Wir sind mit unseren höheren Frequenzen ein bisschen gekniffener als die Männer, die mit ihren tieferen Frequenzen eher etwas Beruhigendes und Überzeugendes mitbringen. Ein höherer Stimmklang stößt in unseren Ohren nicht auf angenehme Resonanz. Und wenn sich die weibliche Stimme bei mentaler Anspannung nach oben schraubt, kann sie in der Tat hysterisch klingen. Gerade habe ich von einem Mann gehört, der sich die Stimme hat tiefer operieren lassen, um kompetenter zu wirken. Es ist immer noch so, dass typisch männliche Stimmen als durchsetzungsstärker und vertrauenswürdiger gelten – vielleicht ein Grund, warum Podcasts mit männlichen Hosts so viel erfolgreicher sind.
Amtsträgerinnen wie Annalena Baerbock oder Andrea Nahles werden öfter für ihre Stimmen kritisiert als männliche Kollegen ...
Die Hörgewohnheiten ändern sich nur langsam; das Männliche scheint noch immer das Maß aller Dinge zu sein, das Frauen als Ideal übergestülpt wird. Darum regulieren manche Frauen wie damals Maggie Thatcher ihre Stimme künstlich herunter. Dieser Wunsch begegnet mir im Sprechtraining zum Glück kaum noch. Mir ist es wichtig zu betonen: Du kannst als Frau auch überzeugen mit einer höheren Stimme! Wirkliche Emanzipation akzeptiert, dass Frauenstimmen – anatomisch bedingt – tendenziell einfach höher sind als männliche.

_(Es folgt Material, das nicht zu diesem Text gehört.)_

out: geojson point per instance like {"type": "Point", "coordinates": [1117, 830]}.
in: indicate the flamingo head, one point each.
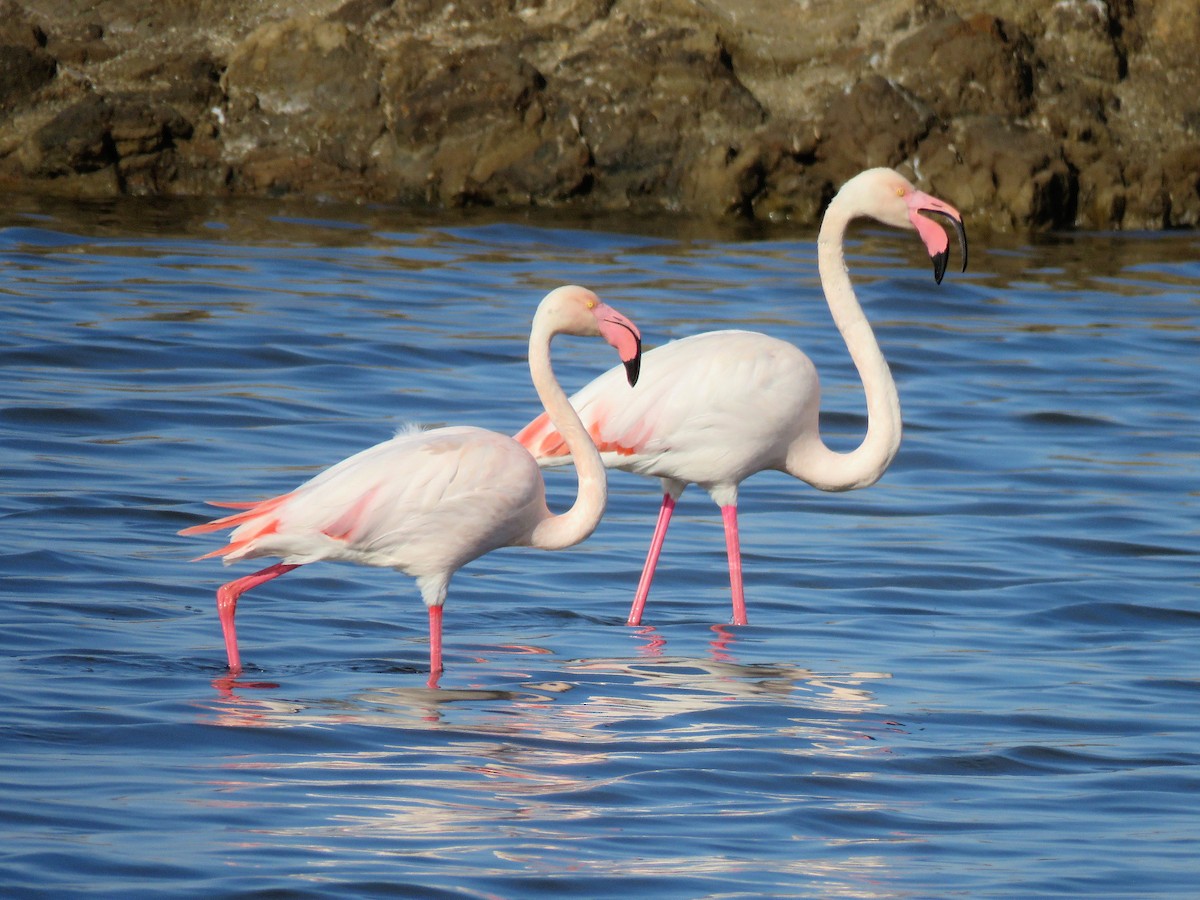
{"type": "Point", "coordinates": [891, 198]}
{"type": "Point", "coordinates": [577, 311]}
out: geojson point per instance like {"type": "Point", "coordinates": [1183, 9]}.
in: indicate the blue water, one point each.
{"type": "Point", "coordinates": [977, 678]}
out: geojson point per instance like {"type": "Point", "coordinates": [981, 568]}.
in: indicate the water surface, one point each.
{"type": "Point", "coordinates": [976, 678]}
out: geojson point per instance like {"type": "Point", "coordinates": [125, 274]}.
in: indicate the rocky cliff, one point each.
{"type": "Point", "coordinates": [1024, 114]}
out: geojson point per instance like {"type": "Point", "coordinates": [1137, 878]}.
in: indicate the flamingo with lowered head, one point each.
{"type": "Point", "coordinates": [714, 408]}
{"type": "Point", "coordinates": [429, 502]}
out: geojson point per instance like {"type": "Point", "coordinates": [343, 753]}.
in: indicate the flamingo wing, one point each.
{"type": "Point", "coordinates": [425, 502]}
{"type": "Point", "coordinates": [702, 408]}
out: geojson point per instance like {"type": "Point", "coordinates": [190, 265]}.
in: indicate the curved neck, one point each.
{"type": "Point", "coordinates": [583, 516]}
{"type": "Point", "coordinates": [809, 459]}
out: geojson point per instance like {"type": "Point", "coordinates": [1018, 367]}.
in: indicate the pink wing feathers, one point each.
{"type": "Point", "coordinates": [701, 405]}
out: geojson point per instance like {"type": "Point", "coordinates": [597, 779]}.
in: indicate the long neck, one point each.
{"type": "Point", "coordinates": [809, 459]}
{"type": "Point", "coordinates": [575, 525]}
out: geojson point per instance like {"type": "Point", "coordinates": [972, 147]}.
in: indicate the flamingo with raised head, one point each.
{"type": "Point", "coordinates": [429, 502]}
{"type": "Point", "coordinates": [715, 408]}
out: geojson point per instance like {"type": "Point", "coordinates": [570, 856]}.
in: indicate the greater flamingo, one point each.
{"type": "Point", "coordinates": [429, 502]}
{"type": "Point", "coordinates": [718, 407]}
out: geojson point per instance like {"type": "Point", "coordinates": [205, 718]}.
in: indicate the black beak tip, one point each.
{"type": "Point", "coordinates": [634, 369]}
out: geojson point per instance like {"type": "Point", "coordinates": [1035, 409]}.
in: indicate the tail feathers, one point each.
{"type": "Point", "coordinates": [251, 510]}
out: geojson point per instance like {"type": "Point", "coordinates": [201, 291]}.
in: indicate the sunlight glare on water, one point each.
{"type": "Point", "coordinates": [977, 677]}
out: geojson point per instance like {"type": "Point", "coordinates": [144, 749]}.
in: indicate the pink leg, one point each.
{"type": "Point", "coordinates": [435, 645]}
{"type": "Point", "coordinates": [652, 561]}
{"type": "Point", "coordinates": [227, 605]}
{"type": "Point", "coordinates": [733, 549]}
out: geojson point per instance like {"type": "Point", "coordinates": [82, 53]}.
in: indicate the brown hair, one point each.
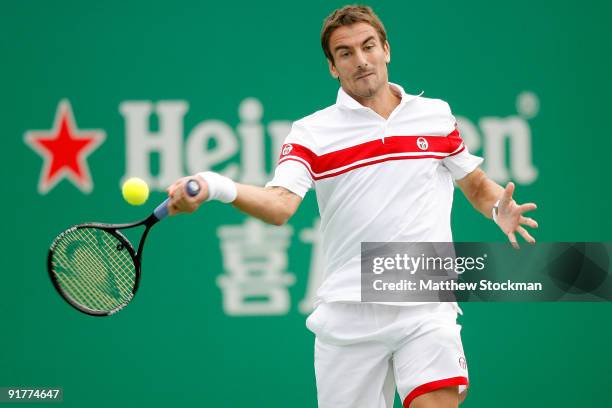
{"type": "Point", "coordinates": [349, 15]}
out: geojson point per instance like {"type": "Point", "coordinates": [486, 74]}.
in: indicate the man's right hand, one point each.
{"type": "Point", "coordinates": [180, 201]}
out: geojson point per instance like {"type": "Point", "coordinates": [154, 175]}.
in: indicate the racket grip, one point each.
{"type": "Point", "coordinates": [192, 188]}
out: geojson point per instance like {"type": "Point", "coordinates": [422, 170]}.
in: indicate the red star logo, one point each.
{"type": "Point", "coordinates": [64, 150]}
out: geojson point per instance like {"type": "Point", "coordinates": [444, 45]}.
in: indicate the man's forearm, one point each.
{"type": "Point", "coordinates": [273, 205]}
{"type": "Point", "coordinates": [481, 192]}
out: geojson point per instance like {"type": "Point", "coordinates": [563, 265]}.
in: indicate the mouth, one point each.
{"type": "Point", "coordinates": [362, 76]}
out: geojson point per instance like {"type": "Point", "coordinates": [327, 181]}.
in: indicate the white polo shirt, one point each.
{"type": "Point", "coordinates": [376, 180]}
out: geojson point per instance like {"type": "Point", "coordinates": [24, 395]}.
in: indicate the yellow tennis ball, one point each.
{"type": "Point", "coordinates": [135, 191]}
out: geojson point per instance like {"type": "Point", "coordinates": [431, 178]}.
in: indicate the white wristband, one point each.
{"type": "Point", "coordinates": [495, 210]}
{"type": "Point", "coordinates": [220, 188]}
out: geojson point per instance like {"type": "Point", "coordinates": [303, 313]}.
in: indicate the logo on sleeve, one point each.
{"type": "Point", "coordinates": [287, 149]}
{"type": "Point", "coordinates": [422, 143]}
{"type": "Point", "coordinates": [462, 363]}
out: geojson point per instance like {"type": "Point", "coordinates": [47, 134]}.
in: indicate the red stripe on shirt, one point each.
{"type": "Point", "coordinates": [343, 159]}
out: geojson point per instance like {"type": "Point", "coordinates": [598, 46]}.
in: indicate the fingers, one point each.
{"type": "Point", "coordinates": [513, 240]}
{"type": "Point", "coordinates": [526, 207]}
{"type": "Point", "coordinates": [530, 222]}
{"type": "Point", "coordinates": [526, 236]}
{"type": "Point", "coordinates": [508, 191]}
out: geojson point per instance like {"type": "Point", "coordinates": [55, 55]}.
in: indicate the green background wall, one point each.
{"type": "Point", "coordinates": [175, 345]}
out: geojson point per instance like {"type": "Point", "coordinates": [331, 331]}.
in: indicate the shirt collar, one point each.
{"type": "Point", "coordinates": [347, 101]}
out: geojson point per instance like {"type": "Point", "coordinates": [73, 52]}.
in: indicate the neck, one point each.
{"type": "Point", "coordinates": [383, 102]}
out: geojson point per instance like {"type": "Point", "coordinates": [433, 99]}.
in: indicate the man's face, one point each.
{"type": "Point", "coordinates": [360, 59]}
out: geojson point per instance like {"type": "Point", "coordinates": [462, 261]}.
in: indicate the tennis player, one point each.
{"type": "Point", "coordinates": [382, 163]}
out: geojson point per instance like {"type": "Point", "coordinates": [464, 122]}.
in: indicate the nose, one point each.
{"type": "Point", "coordinates": [362, 62]}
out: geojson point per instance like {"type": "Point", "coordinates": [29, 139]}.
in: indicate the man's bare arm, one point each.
{"type": "Point", "coordinates": [483, 193]}
{"type": "Point", "coordinates": [274, 205]}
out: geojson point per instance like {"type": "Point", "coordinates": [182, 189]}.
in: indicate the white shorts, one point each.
{"type": "Point", "coordinates": [364, 351]}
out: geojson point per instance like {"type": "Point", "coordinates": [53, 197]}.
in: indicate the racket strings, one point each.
{"type": "Point", "coordinates": [94, 269]}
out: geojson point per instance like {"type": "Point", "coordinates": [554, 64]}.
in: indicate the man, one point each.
{"type": "Point", "coordinates": [382, 163]}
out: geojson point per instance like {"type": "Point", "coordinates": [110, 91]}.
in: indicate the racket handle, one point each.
{"type": "Point", "coordinates": [192, 188]}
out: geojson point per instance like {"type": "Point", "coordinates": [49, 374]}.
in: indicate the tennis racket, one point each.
{"type": "Point", "coordinates": [95, 268]}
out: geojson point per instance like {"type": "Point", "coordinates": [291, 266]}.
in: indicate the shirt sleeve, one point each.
{"type": "Point", "coordinates": [460, 162]}
{"type": "Point", "coordinates": [293, 171]}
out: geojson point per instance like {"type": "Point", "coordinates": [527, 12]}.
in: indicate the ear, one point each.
{"type": "Point", "coordinates": [332, 69]}
{"type": "Point", "coordinates": [387, 49]}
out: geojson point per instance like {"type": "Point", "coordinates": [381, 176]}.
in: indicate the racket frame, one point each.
{"type": "Point", "coordinates": [114, 230]}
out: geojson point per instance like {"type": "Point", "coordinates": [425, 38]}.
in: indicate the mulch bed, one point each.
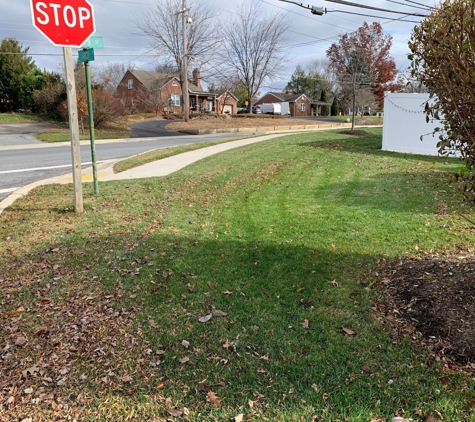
{"type": "Point", "coordinates": [431, 298]}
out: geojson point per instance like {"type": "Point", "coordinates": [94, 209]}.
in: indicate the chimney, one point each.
{"type": "Point", "coordinates": [197, 77]}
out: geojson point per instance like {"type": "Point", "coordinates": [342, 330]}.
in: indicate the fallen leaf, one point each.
{"type": "Point", "coordinates": [206, 318]}
{"type": "Point", "coordinates": [213, 399]}
{"type": "Point", "coordinates": [348, 332]}
{"type": "Point", "coordinates": [21, 341]}
{"type": "Point", "coordinates": [217, 313]}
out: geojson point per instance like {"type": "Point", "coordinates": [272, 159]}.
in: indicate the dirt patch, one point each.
{"type": "Point", "coordinates": [356, 132]}
{"type": "Point", "coordinates": [433, 297]}
{"type": "Point", "coordinates": [231, 123]}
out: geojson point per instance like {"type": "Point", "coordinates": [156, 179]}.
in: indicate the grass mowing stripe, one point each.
{"type": "Point", "coordinates": [285, 237]}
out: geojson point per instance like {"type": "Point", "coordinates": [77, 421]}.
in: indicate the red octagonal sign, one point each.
{"type": "Point", "coordinates": [67, 23]}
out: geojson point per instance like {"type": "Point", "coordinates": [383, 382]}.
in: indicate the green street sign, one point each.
{"type": "Point", "coordinates": [94, 42]}
{"type": "Point", "coordinates": [86, 55]}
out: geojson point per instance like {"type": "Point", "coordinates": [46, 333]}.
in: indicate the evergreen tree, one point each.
{"type": "Point", "coordinates": [335, 108]}
{"type": "Point", "coordinates": [12, 68]}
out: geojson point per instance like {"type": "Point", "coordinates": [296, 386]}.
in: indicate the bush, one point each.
{"type": "Point", "coordinates": [106, 109]}
{"type": "Point", "coordinates": [48, 99]}
{"type": "Point", "coordinates": [443, 60]}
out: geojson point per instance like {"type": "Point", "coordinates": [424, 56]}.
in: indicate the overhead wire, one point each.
{"type": "Point", "coordinates": [371, 16]}
{"type": "Point", "coordinates": [363, 6]}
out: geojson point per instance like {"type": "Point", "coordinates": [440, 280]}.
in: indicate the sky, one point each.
{"type": "Point", "coordinates": [308, 38]}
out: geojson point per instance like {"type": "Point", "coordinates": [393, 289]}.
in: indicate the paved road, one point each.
{"type": "Point", "coordinates": [24, 160]}
{"type": "Point", "coordinates": [151, 128]}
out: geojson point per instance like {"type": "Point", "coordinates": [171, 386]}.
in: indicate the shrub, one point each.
{"type": "Point", "coordinates": [443, 60]}
{"type": "Point", "coordinates": [107, 109]}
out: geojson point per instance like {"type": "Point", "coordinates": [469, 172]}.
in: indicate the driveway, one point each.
{"type": "Point", "coordinates": [23, 128]}
{"type": "Point", "coordinates": [21, 133]}
{"type": "Point", "coordinates": [152, 128]}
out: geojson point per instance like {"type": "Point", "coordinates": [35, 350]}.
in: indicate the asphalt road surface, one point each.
{"type": "Point", "coordinates": [150, 128]}
{"type": "Point", "coordinates": [24, 160]}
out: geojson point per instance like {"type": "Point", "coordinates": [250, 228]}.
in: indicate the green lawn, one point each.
{"type": "Point", "coordinates": [284, 236]}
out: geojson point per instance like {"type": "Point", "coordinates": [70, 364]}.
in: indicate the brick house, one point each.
{"type": "Point", "coordinates": [141, 90]}
{"type": "Point", "coordinates": [226, 102]}
{"type": "Point", "coordinates": [296, 104]}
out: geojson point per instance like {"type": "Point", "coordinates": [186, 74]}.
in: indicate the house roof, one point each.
{"type": "Point", "coordinates": [282, 96]}
{"type": "Point", "coordinates": [149, 79]}
{"type": "Point", "coordinates": [221, 93]}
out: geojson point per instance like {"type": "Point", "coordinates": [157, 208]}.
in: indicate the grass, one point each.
{"type": "Point", "coordinates": [285, 236]}
{"type": "Point", "coordinates": [158, 154]}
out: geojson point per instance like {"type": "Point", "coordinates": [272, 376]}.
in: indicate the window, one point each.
{"type": "Point", "coordinates": [175, 100]}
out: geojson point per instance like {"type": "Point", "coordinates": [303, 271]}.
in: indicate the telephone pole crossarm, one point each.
{"type": "Point", "coordinates": [320, 11]}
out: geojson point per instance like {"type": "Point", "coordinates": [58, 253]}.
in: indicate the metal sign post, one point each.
{"type": "Point", "coordinates": [85, 56]}
{"type": "Point", "coordinates": [74, 129]}
{"type": "Point", "coordinates": [67, 23]}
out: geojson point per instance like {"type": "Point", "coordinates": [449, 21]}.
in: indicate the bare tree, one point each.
{"type": "Point", "coordinates": [253, 47]}
{"type": "Point", "coordinates": [111, 74]}
{"type": "Point", "coordinates": [163, 26]}
{"type": "Point", "coordinates": [354, 81]}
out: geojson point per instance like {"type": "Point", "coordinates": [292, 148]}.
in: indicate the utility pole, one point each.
{"type": "Point", "coordinates": [186, 101]}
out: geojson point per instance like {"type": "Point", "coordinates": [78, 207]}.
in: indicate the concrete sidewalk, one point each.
{"type": "Point", "coordinates": [105, 170]}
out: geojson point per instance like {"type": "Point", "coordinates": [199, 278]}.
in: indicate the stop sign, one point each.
{"type": "Point", "coordinates": [66, 23]}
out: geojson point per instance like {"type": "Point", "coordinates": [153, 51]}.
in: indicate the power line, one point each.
{"type": "Point", "coordinates": [370, 16]}
{"type": "Point", "coordinates": [362, 6]}
{"type": "Point", "coordinates": [410, 5]}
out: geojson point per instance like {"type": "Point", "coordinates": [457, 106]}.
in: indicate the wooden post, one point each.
{"type": "Point", "coordinates": [74, 129]}
{"type": "Point", "coordinates": [185, 64]}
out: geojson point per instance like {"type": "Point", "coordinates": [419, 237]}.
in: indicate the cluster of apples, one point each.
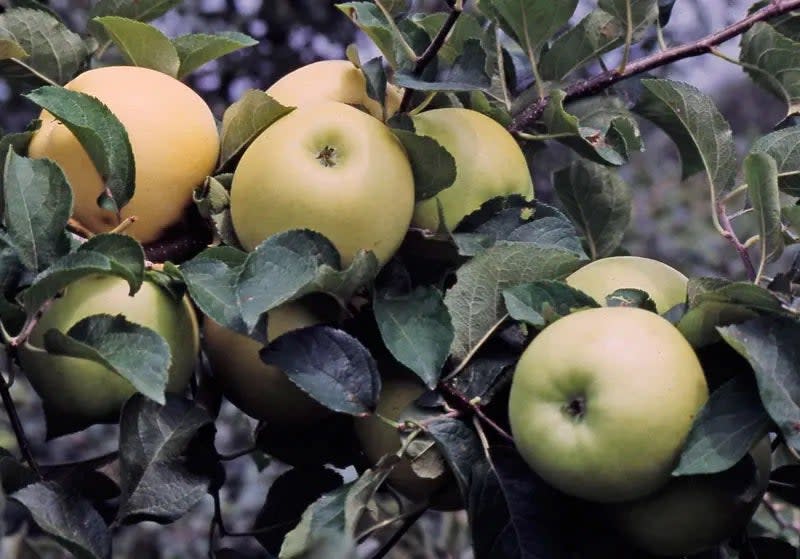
{"type": "Point", "coordinates": [601, 404]}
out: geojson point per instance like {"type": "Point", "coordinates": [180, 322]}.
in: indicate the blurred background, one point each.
{"type": "Point", "coordinates": [671, 218]}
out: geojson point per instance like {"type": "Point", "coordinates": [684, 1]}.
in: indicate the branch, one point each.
{"type": "Point", "coordinates": [600, 82]}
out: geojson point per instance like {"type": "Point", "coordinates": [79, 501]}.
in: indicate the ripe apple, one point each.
{"type": "Point", "coordinates": [378, 439]}
{"type": "Point", "coordinates": [602, 401]}
{"type": "Point", "coordinates": [489, 164]}
{"type": "Point", "coordinates": [332, 80]}
{"type": "Point", "coordinates": [78, 392]}
{"type": "Point", "coordinates": [693, 513]}
{"type": "Point", "coordinates": [330, 168]}
{"type": "Point", "coordinates": [261, 391]}
{"type": "Point", "coordinates": [174, 140]}
{"type": "Point", "coordinates": [665, 285]}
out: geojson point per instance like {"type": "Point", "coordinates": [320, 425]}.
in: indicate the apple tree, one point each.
{"type": "Point", "coordinates": [357, 258]}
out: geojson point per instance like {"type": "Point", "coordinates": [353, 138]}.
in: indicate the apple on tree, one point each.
{"type": "Point", "coordinates": [174, 140]}
{"type": "Point", "coordinates": [79, 392]}
{"type": "Point", "coordinates": [602, 400]}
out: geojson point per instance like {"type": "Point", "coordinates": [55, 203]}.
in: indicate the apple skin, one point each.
{"type": "Point", "coordinates": [377, 439]}
{"type": "Point", "coordinates": [174, 140]}
{"type": "Point", "coordinates": [665, 285]}
{"type": "Point", "coordinates": [82, 392]}
{"type": "Point", "coordinates": [591, 391]}
{"type": "Point", "coordinates": [489, 164]}
{"type": "Point", "coordinates": [693, 513]}
{"type": "Point", "coordinates": [261, 391]}
{"type": "Point", "coordinates": [332, 80]}
{"type": "Point", "coordinates": [330, 168]}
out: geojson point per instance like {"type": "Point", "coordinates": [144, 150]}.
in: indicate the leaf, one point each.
{"type": "Point", "coordinates": [67, 517]}
{"type": "Point", "coordinates": [540, 303]}
{"type": "Point", "coordinates": [330, 365]}
{"type": "Point", "coordinates": [727, 427]}
{"type": "Point", "coordinates": [197, 49]}
{"type": "Point", "coordinates": [211, 279]}
{"type": "Point", "coordinates": [434, 168]}
{"type": "Point", "coordinates": [141, 44]}
{"type": "Point", "coordinates": [784, 147]}
{"type": "Point", "coordinates": [772, 347]}
{"type": "Point", "coordinates": [599, 201]}
{"type": "Point", "coordinates": [530, 23]}
{"type": "Point", "coordinates": [416, 329]}
{"type": "Point", "coordinates": [156, 482]}
{"type": "Point", "coordinates": [37, 202]}
{"type": "Point", "coordinates": [245, 120]}
{"type": "Point", "coordinates": [51, 48]}
{"type": "Point", "coordinates": [761, 174]}
{"type": "Point", "coordinates": [702, 135]}
{"type": "Point", "coordinates": [100, 133]}
{"type": "Point", "coordinates": [771, 59]}
{"type": "Point", "coordinates": [475, 301]}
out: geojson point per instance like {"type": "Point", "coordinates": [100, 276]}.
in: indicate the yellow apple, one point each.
{"type": "Point", "coordinates": [81, 392]}
{"type": "Point", "coordinates": [330, 168]}
{"type": "Point", "coordinates": [262, 391]}
{"type": "Point", "coordinates": [665, 285]}
{"type": "Point", "coordinates": [378, 439]}
{"type": "Point", "coordinates": [174, 139]}
{"type": "Point", "coordinates": [489, 164]}
{"type": "Point", "coordinates": [332, 80]}
{"type": "Point", "coordinates": [602, 401]}
{"type": "Point", "coordinates": [693, 513]}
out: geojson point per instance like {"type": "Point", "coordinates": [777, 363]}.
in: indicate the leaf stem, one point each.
{"type": "Point", "coordinates": [585, 88]}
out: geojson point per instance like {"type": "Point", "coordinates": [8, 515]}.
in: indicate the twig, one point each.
{"type": "Point", "coordinates": [430, 53]}
{"type": "Point", "coordinates": [600, 82]}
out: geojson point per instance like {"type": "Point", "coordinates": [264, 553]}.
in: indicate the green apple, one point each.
{"type": "Point", "coordinates": [378, 439]}
{"type": "Point", "coordinates": [602, 401]}
{"type": "Point", "coordinates": [693, 513]}
{"type": "Point", "coordinates": [332, 80]}
{"type": "Point", "coordinates": [330, 168]}
{"type": "Point", "coordinates": [489, 164]}
{"type": "Point", "coordinates": [262, 391]}
{"type": "Point", "coordinates": [665, 285]}
{"type": "Point", "coordinates": [78, 392]}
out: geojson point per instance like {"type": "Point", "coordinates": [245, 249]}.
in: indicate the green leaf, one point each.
{"type": "Point", "coordinates": [784, 147]}
{"type": "Point", "coordinates": [100, 133]}
{"type": "Point", "coordinates": [37, 203]}
{"type": "Point", "coordinates": [475, 302]}
{"type": "Point", "coordinates": [433, 166]}
{"type": "Point", "coordinates": [730, 423]}
{"type": "Point", "coordinates": [245, 120]}
{"type": "Point", "coordinates": [141, 44]}
{"type": "Point", "coordinates": [51, 48]}
{"type": "Point", "coordinates": [771, 59]}
{"type": "Point", "coordinates": [136, 353]}
{"type": "Point", "coordinates": [530, 23]}
{"type": "Point", "coordinates": [599, 201]}
{"type": "Point", "coordinates": [197, 49]}
{"type": "Point", "coordinates": [702, 135]}
{"type": "Point", "coordinates": [416, 329]}
{"type": "Point", "coordinates": [761, 174]}
{"type": "Point", "coordinates": [772, 347]}
{"type": "Point", "coordinates": [540, 303]}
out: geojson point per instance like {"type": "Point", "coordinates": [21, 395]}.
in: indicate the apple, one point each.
{"type": "Point", "coordinates": [693, 513]}
{"type": "Point", "coordinates": [489, 164]}
{"type": "Point", "coordinates": [78, 392]}
{"type": "Point", "coordinates": [262, 391]}
{"type": "Point", "coordinates": [377, 439]}
{"type": "Point", "coordinates": [174, 140]}
{"type": "Point", "coordinates": [332, 80]}
{"type": "Point", "coordinates": [665, 285]}
{"type": "Point", "coordinates": [602, 400]}
{"type": "Point", "coordinates": [330, 168]}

Unabhängig von der Höhe der Stimme: Beim Sprechen Kompetenz auszustrahlen, entscheidet über unseren beruflichen Erfolg, unsere Karriere. Woran arbeitest du mit deinen Klient:innen?
Mit kognitiven sowie körperlichen Übungen lässt sich die selbstbewusste, authentische und überzeugende Kommunikation der eigenen Gedanken, Ideen und Ziele verbessern. Wir arbeiten daran, auf den Punkt zu kommen, sich nicht zu wiederholen, nicht zu labern. Die Gedanken so zu fokussieren, dass sie dem Gegenüber als ausgewählte Worte geschenkt werden. Bei Auftritten geht es ja schon um das eigentliche Auftreten an sich, also: wie steige ich in das Gespräch, die Präsentation ein, wie zeige ich Präsenz. Denn egal, ob bei Bewerbungs- oder Mitarbeitergesprächen, dem Elevator Pitch, in Online-Präsentationen, in Gesprächen mit unseren Partner:innen oder auch nur beim Small Talk: Wir alle möchten gut gesehen und gehört werden. Mein Ziel ist es, dass meine Klient:innen mit klarer Stimme und erhobenen Hauptes von und für sich selbst zu sprechen lernen. In der Regel sind drei bis fünf Stunden Stimmtraining ausreichend, um im Alltag eine deutliche Veränderung zu erleben.
Dieser Artikel erschien zuerst in der EMOTION 10/22.